The thought of everything settling back into hazy and orderly warmth and the sun, once again, bearing down regardless shook him deeply.  A distant mutter of thunder whispered across the sky and Gre watched as the light on the horizon reluctantly spread and grew.  The storm had come and taken away everything he so hesitantly knew and left him standing in a world he’d never imagined…yet still looked strangely the same.

He held his hand out to Islinn and she clutched it with both of hers as he walked her out onto the grasses.

The Twiceborn wasn’t dead, not yet, but Gre had seen too many battles and he recognized a fatal wound when he saw one.  She rolled in the mud, frenzied with pain.  For whatever reason, she wasn’t as eager for death as her clan had been and Gre felt pity as he watched her writhe.

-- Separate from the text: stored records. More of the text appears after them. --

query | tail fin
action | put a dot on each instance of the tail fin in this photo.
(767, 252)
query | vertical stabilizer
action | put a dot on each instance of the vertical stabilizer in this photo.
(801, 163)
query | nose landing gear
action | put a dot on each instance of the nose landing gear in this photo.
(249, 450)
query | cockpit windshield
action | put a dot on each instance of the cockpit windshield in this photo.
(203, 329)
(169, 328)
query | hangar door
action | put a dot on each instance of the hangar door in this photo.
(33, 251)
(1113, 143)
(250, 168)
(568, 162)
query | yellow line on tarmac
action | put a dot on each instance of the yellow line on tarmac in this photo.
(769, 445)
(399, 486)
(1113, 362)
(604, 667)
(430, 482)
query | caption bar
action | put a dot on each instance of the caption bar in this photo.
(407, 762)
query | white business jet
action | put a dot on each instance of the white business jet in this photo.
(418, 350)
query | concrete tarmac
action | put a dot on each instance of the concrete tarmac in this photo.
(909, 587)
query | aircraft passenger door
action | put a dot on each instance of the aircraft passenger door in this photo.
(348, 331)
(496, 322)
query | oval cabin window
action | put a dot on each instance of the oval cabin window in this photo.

Islinn tried to pull loose but Gre tightened his grip as he studied Aubery.  It occurred to him that he was seeing how legends began.  Tales would be spun end over end, sung through ballads and told in hushed tones about cookfires.  Whispered in taverns.  Aubery had achieved exactly what he wanted.

  And all of it was written in the dirt and mud embedded on his face.  A frightening thought emblazoned itself in Gre’s mind and that thought made him hold tighter to Islinn as she struggled.

He was made for this.

Gre watched as Aubery stood over the Twiceborn and nudged her with his foot.

“Looks like your gods favor me now.” He stated, but the impact of those words was blunted as he struggled for breath.  Gre noticed that the boy’s legs were trembling like a new-born foal’s, which only reinforced his wonder that Aubery was still alive at all.

Luck of the devil.

 The Twiceborn twisted away from the prod of Aubery’s boot and the boy knelt down, a look of horrible fascination on his face.  His hand reached out and grasped the dying girl’s shoulder and forced her onto her back.